Before Cole’s trial began, the state judge conducted a hearing with respect to the search. George DeVos, a detective supervisor, testified that he saw Miss Wright and Mrs. Slater sign consents on October 18; that he accompanied the women to the Savannah Street building; that Clara Slater volunteered “I know what you are here for, if you will follow me, I’ll show you what you want”; and that she then took him to the attic and pulled out a large shopping bag with the incriminating contents described above. Joan Wright testified she had voluntarily signed a consent, but was confused about whether or not she was present at the search. Cole’s attorney cross-examined her concerning testimony she had given at the February 1965 trial to the effect that the police officers had threatened her and Mrs. Slater with separation from their children unless they talked and that “I didn’t give nobody no right to go through none of my apartment.” She repudiated this. Albert Del Monte, a detective, testified that he interviewed the two women at the station house on October 18, that they were cooperative, and that they were not subjected to any threats or coercion before signing the consents. He confirmed Detective De-Vos’ account of Clara Slater’s having pointed out the shopping bag in the attic. George McDonald, another detective, testified to the absence of threats or coercion when the consents were signed. Cole’s trial counsel offered no witnesses. Upon this evidence the state judge found that the search was the “result of duly executed consents given without coercion, threats or promises.”

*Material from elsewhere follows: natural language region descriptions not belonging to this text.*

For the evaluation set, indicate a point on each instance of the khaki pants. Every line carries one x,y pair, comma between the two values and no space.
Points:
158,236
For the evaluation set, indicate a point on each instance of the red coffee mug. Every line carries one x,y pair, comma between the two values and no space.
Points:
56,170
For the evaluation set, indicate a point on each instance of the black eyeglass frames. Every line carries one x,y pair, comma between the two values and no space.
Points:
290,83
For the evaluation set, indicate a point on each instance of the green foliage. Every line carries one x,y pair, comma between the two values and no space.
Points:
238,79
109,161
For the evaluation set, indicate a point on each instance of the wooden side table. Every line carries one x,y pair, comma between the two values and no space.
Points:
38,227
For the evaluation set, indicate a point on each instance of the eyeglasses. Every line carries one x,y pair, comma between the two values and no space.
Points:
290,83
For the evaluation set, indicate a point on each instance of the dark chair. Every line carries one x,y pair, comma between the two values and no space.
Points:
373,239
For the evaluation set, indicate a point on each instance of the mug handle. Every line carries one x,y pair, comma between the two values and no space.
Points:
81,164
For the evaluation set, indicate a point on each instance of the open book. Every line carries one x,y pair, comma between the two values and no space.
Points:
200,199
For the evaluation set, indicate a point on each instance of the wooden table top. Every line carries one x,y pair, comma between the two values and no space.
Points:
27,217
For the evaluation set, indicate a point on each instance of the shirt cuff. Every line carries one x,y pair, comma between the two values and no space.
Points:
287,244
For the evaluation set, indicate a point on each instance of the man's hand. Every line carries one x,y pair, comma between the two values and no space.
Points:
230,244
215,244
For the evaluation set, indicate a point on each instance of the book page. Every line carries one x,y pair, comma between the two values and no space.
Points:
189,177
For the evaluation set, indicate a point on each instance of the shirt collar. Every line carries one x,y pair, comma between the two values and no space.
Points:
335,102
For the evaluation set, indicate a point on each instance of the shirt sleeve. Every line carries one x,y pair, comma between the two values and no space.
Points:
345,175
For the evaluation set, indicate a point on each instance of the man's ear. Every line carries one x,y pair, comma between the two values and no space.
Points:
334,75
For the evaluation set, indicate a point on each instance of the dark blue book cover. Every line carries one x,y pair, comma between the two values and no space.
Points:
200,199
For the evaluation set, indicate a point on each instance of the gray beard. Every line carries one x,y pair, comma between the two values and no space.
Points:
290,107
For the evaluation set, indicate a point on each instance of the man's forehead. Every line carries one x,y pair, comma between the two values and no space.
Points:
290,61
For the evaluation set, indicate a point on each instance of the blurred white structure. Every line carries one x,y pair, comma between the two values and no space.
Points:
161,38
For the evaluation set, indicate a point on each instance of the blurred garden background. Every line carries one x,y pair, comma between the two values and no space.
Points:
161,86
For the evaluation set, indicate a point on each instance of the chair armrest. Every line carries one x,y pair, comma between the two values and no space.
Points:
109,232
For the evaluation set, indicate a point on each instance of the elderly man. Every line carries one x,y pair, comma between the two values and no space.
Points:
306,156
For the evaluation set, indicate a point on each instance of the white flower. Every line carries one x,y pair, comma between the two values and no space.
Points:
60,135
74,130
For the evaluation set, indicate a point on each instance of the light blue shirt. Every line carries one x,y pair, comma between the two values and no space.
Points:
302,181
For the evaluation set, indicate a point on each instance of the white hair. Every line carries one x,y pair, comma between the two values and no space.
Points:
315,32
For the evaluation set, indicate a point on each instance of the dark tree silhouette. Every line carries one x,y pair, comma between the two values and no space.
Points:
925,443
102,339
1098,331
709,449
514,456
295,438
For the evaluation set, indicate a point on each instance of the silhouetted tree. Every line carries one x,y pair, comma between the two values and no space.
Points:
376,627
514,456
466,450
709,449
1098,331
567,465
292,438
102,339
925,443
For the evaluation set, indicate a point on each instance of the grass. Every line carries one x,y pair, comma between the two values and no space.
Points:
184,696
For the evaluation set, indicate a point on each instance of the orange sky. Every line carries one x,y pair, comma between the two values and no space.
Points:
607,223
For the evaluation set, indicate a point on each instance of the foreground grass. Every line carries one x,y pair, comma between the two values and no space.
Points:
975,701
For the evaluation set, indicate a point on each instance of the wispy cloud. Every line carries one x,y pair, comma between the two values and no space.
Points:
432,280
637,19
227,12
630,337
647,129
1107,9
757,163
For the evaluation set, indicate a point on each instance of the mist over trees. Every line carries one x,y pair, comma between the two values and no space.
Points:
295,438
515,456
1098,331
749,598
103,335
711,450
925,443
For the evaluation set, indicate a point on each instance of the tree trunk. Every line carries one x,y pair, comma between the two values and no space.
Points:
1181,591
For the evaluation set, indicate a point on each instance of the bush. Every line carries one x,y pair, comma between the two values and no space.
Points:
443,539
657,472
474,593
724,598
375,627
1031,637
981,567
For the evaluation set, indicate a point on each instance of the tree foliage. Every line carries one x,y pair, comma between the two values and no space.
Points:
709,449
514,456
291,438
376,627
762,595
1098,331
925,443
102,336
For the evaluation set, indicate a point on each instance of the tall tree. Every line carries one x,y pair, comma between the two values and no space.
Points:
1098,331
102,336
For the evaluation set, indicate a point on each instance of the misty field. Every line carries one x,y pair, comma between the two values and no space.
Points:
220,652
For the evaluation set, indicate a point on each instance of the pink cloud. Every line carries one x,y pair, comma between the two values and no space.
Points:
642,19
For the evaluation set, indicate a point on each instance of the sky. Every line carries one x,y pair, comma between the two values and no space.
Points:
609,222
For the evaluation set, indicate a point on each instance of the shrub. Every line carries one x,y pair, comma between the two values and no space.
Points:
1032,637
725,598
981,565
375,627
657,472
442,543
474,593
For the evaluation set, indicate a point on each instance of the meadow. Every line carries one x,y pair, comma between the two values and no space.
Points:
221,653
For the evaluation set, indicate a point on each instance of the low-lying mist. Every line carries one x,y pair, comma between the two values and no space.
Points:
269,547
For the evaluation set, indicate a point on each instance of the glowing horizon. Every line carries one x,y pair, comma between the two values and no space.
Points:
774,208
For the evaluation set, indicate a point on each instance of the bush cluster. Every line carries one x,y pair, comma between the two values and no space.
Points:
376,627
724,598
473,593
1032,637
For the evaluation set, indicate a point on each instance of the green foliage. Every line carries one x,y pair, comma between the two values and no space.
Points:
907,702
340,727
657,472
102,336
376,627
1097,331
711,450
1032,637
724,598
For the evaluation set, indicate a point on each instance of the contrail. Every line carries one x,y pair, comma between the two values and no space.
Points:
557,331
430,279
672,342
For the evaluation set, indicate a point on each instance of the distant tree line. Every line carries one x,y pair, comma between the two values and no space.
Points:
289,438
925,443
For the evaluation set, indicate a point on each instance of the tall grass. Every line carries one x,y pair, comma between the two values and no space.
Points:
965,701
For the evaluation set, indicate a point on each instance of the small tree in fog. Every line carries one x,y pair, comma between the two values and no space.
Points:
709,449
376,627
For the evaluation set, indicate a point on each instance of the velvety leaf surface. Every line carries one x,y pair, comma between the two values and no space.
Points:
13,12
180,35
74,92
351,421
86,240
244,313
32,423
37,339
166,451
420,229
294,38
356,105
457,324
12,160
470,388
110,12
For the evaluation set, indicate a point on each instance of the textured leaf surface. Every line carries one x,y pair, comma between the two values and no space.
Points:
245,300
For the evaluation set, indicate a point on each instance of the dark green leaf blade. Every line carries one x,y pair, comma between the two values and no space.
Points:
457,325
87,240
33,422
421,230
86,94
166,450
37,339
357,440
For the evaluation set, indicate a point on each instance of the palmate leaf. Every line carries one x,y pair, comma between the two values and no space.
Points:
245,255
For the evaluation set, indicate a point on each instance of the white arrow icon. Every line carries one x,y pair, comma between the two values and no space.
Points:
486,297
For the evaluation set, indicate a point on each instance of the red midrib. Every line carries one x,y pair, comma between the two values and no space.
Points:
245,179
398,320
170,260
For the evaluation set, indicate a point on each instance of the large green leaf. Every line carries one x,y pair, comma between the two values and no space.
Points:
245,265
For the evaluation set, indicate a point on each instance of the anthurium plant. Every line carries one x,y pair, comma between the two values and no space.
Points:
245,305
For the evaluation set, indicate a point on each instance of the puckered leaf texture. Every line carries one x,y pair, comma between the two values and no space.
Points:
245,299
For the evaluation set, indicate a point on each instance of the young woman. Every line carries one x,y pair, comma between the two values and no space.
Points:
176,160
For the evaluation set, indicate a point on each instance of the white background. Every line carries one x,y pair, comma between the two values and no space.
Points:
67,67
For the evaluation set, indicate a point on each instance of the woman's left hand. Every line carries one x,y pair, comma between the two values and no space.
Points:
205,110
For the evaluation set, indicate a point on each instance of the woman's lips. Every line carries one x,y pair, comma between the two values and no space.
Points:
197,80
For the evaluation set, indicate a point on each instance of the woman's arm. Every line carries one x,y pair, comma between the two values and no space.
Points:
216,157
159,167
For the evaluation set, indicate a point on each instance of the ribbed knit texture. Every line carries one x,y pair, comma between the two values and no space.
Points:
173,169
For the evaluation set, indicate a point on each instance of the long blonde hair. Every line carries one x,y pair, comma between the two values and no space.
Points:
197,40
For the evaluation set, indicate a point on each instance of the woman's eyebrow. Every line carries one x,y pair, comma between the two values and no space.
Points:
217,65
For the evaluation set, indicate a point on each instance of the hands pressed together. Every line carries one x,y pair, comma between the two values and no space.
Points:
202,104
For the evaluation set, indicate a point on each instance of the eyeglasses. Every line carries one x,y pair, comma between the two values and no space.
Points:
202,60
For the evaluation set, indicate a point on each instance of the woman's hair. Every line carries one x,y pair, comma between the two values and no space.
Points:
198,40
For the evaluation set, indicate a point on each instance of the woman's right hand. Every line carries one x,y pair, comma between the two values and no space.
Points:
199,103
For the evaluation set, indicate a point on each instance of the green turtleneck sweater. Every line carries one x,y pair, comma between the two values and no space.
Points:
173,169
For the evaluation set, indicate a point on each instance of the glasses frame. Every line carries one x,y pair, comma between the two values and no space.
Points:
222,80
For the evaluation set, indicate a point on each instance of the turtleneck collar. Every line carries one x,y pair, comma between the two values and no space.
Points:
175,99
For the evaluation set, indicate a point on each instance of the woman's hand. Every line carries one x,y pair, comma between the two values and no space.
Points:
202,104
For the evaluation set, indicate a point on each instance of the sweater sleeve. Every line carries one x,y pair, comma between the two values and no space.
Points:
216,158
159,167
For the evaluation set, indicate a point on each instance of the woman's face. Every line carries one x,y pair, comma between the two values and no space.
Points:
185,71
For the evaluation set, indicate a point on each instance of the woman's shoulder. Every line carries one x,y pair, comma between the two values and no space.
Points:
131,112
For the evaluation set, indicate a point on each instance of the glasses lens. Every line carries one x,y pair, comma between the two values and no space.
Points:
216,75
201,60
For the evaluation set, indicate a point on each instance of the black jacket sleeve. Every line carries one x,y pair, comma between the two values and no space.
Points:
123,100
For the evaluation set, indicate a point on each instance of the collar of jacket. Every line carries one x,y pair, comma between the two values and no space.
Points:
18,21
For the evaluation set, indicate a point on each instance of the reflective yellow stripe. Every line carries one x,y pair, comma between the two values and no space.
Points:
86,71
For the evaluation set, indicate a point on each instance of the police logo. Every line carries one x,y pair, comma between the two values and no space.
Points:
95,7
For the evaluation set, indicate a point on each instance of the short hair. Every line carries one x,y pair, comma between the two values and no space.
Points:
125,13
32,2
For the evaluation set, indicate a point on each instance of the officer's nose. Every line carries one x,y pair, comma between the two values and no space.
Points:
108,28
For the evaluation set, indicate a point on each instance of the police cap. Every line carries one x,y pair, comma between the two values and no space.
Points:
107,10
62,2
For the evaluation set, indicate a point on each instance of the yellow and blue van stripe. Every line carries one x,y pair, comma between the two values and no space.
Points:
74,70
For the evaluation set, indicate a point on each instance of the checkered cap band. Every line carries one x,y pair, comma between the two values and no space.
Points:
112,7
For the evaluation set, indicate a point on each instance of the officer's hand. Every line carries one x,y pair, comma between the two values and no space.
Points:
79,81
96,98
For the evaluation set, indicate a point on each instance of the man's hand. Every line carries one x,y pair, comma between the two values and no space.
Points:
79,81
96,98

Cole’s counsel on this appeal vigorously attacks this finding. He relies on the contrary testimony of Miss Wright and Mrs. Slater at the earlier trial and attributes the change in Miss Wright’s story to an alteration of her sentiments toward Cole as a result of an intervening marriage to another man. The Attorney General responds it is just as likely that Miss Wright lied in 1965 to protect her lover and notes the failure of the defense at the 1967 hearing to call Mrs. Slater, who was not shown to be unavailable, in order to rebut the testimony of the detectives. Be all this as it may, the issue of credibility was preeminently for the state judge who saw and heard the witnesses, 28 U.S.C. § 2254(d). Accordingly appellant can pre*66vail on this issue only if the absence of warnings to the two women that they were not bound to consent to a search, or the giving of consents while they were at a police station, or the combination of the two, invalidates the consents as a matter of law.

In United States ex rel. Combs v. LaVallee, 417 F.2d 523, 525-526 (2 Cir. 1969), this court refused “to adopt a rule that a search is per se invalid unless it is preceded by warnings as to fourth amendment rights.” However, Combs’ mother gave her consent while at home and not in a police station. In United States ex rel. Lundergan v. McMann, 417 F.2d 519, 521-522 (2 Cir. 1969), we recognized the possibility that the Supreme Court might require some type of warning “at least with respect to persons in custody.” But, passing the point that it is not clear whether the two women were in custody when they gave the consents, we also said in Lundergan that we would not expect any such newly prescribed rule to apply to cases where the conviction had already become final. We adhere to that view.

III.

Petitioner’s final point is that the time has come for us to go beyond United States ex rel. Wissenfeld v. Wilkins, 281 F.2d 707 (2 Cir. 1960), with respect to requiring the assignment of counsel in the district courts for state prisoner habeas corpus petitioners. In view of the increase in such petitions (on a nation-wide basis) from less than a thousand in 1960 to 7359 in 1969, see Ann.Rep. of the Director of the Administrative Office of the United States Courts, 1969, pp. 141-42, and the lack of merit in the overwhelming bulk of them, we could not justify any such imposition on the bar. The need for counsel in the district court exists primarily when the judge’s investigation shows that an evidentiary hearing is required or desirable. In this case, correctly in our view, Judge Burke saw no reason why Cole who had already had such a hearing in the state courts, in which he had been aided by counsel, should have another.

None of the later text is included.